What is Deferred Adjudication in Texas?

By Bo Kalabus
bo@kalabuslaw.com
Office: 972-562-7549
Collin County 24-Hour Jail Release 214-402-4364
www.kalabuslaw.com
www.rosenthalwadas.com

The greatest benefit deferred adjudication offers is that is NOT a conviction and you have to opportunity to seal your arrest record. A conviction on the other hand can never be sealed or removed from your record. You get convicted when you have either lost at trial, or agreed to a plea agreement where you plead guilty before the court and the judge found you guilty and sentenced you.

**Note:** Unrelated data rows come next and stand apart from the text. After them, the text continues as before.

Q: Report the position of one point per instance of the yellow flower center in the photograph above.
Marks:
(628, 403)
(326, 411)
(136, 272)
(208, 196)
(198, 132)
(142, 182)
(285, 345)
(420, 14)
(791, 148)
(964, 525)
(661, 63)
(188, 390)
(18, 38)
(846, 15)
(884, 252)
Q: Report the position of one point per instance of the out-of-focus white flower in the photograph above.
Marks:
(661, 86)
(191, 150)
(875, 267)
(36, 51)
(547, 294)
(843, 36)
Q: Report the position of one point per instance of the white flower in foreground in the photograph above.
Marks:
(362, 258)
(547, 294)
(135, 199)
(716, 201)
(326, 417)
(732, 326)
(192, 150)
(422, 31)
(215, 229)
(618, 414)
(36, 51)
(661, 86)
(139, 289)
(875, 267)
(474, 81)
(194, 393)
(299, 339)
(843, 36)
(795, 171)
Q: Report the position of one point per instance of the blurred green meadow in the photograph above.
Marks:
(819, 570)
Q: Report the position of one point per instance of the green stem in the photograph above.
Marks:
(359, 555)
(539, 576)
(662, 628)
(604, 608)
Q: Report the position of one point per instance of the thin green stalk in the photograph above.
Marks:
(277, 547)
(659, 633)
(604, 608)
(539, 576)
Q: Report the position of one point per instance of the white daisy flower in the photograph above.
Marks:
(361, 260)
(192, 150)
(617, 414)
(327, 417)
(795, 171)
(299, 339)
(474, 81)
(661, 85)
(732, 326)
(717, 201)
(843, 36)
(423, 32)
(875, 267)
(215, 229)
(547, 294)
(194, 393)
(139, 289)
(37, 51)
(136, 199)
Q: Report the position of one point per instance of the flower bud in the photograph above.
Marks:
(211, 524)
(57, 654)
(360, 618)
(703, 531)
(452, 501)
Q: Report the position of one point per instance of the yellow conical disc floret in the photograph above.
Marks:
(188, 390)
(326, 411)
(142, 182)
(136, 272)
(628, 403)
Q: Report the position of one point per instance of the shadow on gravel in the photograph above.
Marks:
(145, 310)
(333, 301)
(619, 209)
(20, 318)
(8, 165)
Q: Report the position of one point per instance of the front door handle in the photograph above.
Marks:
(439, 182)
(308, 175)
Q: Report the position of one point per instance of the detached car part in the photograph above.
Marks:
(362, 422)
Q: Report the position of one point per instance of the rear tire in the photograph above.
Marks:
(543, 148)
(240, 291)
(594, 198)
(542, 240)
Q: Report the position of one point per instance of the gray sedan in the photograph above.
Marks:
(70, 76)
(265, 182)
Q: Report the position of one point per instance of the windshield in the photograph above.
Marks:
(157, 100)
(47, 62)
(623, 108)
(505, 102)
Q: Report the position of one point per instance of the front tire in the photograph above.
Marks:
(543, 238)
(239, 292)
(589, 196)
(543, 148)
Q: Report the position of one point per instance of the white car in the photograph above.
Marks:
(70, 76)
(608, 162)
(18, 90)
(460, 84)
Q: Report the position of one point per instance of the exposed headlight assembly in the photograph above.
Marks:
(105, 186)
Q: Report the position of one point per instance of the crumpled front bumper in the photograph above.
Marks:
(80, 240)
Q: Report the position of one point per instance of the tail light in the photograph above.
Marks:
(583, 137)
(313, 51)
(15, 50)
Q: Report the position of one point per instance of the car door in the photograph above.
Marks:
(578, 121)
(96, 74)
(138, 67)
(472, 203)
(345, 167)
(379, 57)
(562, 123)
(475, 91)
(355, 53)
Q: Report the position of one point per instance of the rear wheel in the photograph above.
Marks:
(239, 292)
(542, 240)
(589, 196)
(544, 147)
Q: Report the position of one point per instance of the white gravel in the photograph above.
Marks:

On many types of cases, you may be offered deferred adjudication (deferred adjudication is not available on DWI cases). What’s different with deferred adjudication is when you plead guilty the judge does not find you guilty, and as a result you are not formally convicted of the charged offense. Although you have not been convicted, the arrest will still appear on your record if you do nothing further.

In most misdemeanor cases, upon successful completion of the probation period, you can move to have the arrest sealed from the general public by filing a petition for non-disclosure. For felonies, you have to wait for 5 years before you move for a non-disclosure. Once the petition is granted, the arrest will be sealed. However, if you have a professional license of some sort, you will not be able to seal the record from those types of employers during background checks.